Function: _rebalanceExternally(uint256 tokenId, uint128[] amounts, uint256 lpTokens, address to, byte[] data)

Allows the loan's creator to use a flash loan and also rebalance a loan’s collateral.

Inputs

• tokenId

  • Validation: There is a check inside the _getLoan function that msg.sender is creator of loan.

  • Impact: A tokenId refers to an existing _loan, which will be rebalancing.

• amounts

  • Validation: There is a check that amount <= s.TOKEN_BALANCE inside externalSwap->sendAndCalcCollateralLPTokens->sendToken function.

  • Impact: Amount of tokens from the pool to flash loan.

• lpTokens

  • Validation: There is a check that lpTokens <= s.LP_TOKEN_BALANCE inside externalSwap->sendCFMMLPTokens->sendToken function.

  • Impact: Amount of CFMM LP tokens being flash loaned.

• to

  • Validation: Cannot be zero address.

  • Impact: Address that will receive the collateral tokens and/or lpTokens in flash loan.

• data

  • Validation: No checks.

  • Impact: Custom user data. It is passed to the externalCall.

Branches and code coverage (including function calls)

Intended branches

Negative behavior

Function call analysis

• externalSwap(_loan, s.cfmm, amounts, lpTokens, to, data) -> sendAndCalcCollateralLPTokens(to, amounts, lastCFMMTotalSupply) -> sendToken(IERC20(tokens[i]), to, amounts[i], s.TOKEN_BALANCE[i], type(uint128).max) -> GammaSwapLibrary.safeTransfer(token, to, amount)

  • External/Internal? External.

  • Argument control? to and amount.

  • Impact: The caller can transfer any number of tokens that is less than s.TOKEN_BALANCE[i], but they must return the same or a larger amount after the externalCall function call; it will be checked inside the updateCollateral function.

• externalSwap(_loan, s.cfmm, amounts, lpTokens, to, data) -> sendCFMMLPTokens(_cfmm, to, lpTokens) -> sendToken(IERC20(_cfmm), to, lpTokens, s.LP_TOKEN_BALANCE, type(uint256).max) -> GammaSwapLibrary.safeTransfer(token, to, amount)

  • External/Internal? External.

  • Argument control? to and amount.

  • Impact: The caller can transfer any number of tokens that is less than s.LP_TOKEN_BALANCE, but they must return the same or a larger amount after the externalCall function call; it will be checked inside the checkLPTokens function.

• externalSwap(_loan, s.cfmm, amounts, lpTokens, to, data) -> IExternalCallee(to).externalCall(msg.sender, amounts, lpTokens, data);

  • External/Internal? External.

  • Argument control? msg.sender, amounts, lpTokens, and data.

  • Impact: The reentrancy is not possible because the other important external functions have lock. If caller does not return enough amount of tokens, the transaction will be reverted.

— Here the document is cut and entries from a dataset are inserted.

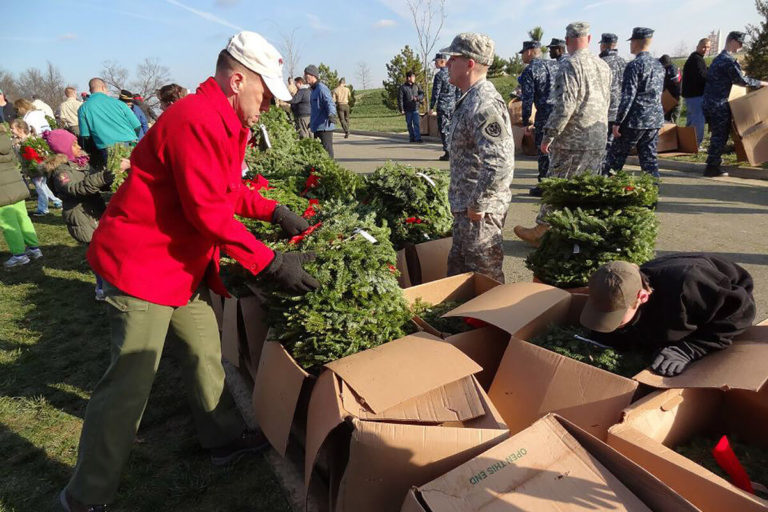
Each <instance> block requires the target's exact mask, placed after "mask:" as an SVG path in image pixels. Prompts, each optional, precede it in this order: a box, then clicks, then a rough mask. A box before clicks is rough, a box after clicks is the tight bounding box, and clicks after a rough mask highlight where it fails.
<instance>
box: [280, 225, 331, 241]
mask: <svg viewBox="0 0 768 512" xmlns="http://www.w3.org/2000/svg"><path fill="white" fill-rule="evenodd" d="M322 225H323V223H322V222H318V223H317V224H315V225H313V226H309V228H307V230H306V231H304V232H303V233H302V234H300V235H296V236H294V237H293V238H291V239H290V240H289V241H288V243H289V244H297V243H299V242H301V241H302V240H304V237H306V236H307V235H310V234H312V232H313V231H314V230H316V229H317V228H319V227H320V226H322Z"/></svg>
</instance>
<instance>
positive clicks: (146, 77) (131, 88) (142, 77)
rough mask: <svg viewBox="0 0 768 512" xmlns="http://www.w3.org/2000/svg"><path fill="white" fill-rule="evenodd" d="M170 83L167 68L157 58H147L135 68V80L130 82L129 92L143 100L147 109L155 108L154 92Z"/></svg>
mask: <svg viewBox="0 0 768 512" xmlns="http://www.w3.org/2000/svg"><path fill="white" fill-rule="evenodd" d="M170 81H171V75H170V70H169V69H168V67H167V66H163V65H161V64H160V60H159V59H157V58H149V57H147V58H146V59H144V62H142V63H140V64H139V65H137V66H136V79H135V80H134V81H132V82H131V92H132V93H134V94H138V95H139V96H141V97H142V98H144V101H145V102H146V103H147V105H148V106H149V107H155V106H156V105H157V104H158V99H157V97H156V96H155V91H157V90H158V89H159V88H160V87H162V86H163V85H166V84H168V83H170Z"/></svg>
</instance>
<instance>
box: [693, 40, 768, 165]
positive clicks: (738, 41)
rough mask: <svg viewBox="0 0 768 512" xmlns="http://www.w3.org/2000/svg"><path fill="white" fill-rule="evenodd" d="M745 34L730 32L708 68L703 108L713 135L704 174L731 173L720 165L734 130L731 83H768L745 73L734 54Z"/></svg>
mask: <svg viewBox="0 0 768 512" xmlns="http://www.w3.org/2000/svg"><path fill="white" fill-rule="evenodd" d="M745 36H746V34H744V32H731V33H729V34H728V37H727V38H726V39H725V49H723V51H722V52H721V53H720V55H718V56H717V57H715V60H713V61H712V64H710V66H709V70H708V71H707V83H706V85H705V86H704V99H703V100H702V107H703V110H704V117H706V119H707V122H708V123H709V130H710V131H711V132H712V137H711V138H710V140H709V151H708V152H707V167H706V169H705V170H704V176H728V173H727V172H725V171H723V170H721V169H720V164H721V163H722V162H723V159H722V154H723V149H724V148H725V143H726V142H728V134H729V133H730V131H731V109H730V107H729V106H728V96H730V94H731V85H733V84H737V85H742V86H749V87H765V86H766V85H768V82H761V81H759V80H755V79H754V78H749V77H747V76H745V75H744V72H743V71H742V70H741V66H740V65H739V62H738V61H737V60H736V58H735V57H734V56H733V54H735V53H736V52H738V51H739V50H740V49H741V47H742V46H743V45H744V37H745Z"/></svg>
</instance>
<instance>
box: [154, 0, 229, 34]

• externalSwap(_loan, s.cfmm, amounts, lpTokens, to, data) -> updateCollateral(_loan) -> GammaSwapLibrary.balanceOf(IERC20(tokens[i]), address(this)); -> address(_token).staticcall(abi.encodeWithSelector(_token.balanceOf.selector, _address))

  • External/Internal? External.

  • Argument control? No.

  • Impact: Return the current token balance of this contract. This balance will be compared with the last tokenBalance[i] value; if the balance was increased, the _loan.tokensHeld and s.TOKEN_BALANCE will be increased too. But if the balance was decreased, the withdrawn value will be checked that it is no more than tokensHeld[i] (available collateral) and the _loan.tokensHeld and s.TOKEN_BALANCE will be increased.

• externalSwap(_loan, s.cfmm, amounts, lpTokens, to, data) -> checkLPTokens(_cfmm, prevLpTokenBalance, lastCFMMInvariant, lastCFMMTotalSupply) -> GammaSwapLibrary.balanceOf(IERC20(_cfmm), address(this))

  • External/Internal? External.

  • Argument control? No.

  • Impact: Return the current _cfmm balance of this contract. This new balance will be compared with the balance before the externalCall function call, and if new value is less, the transaction will be reverted. Also, update the s.LP_TOKEN_BALANCE and s.LP_INVARIANT.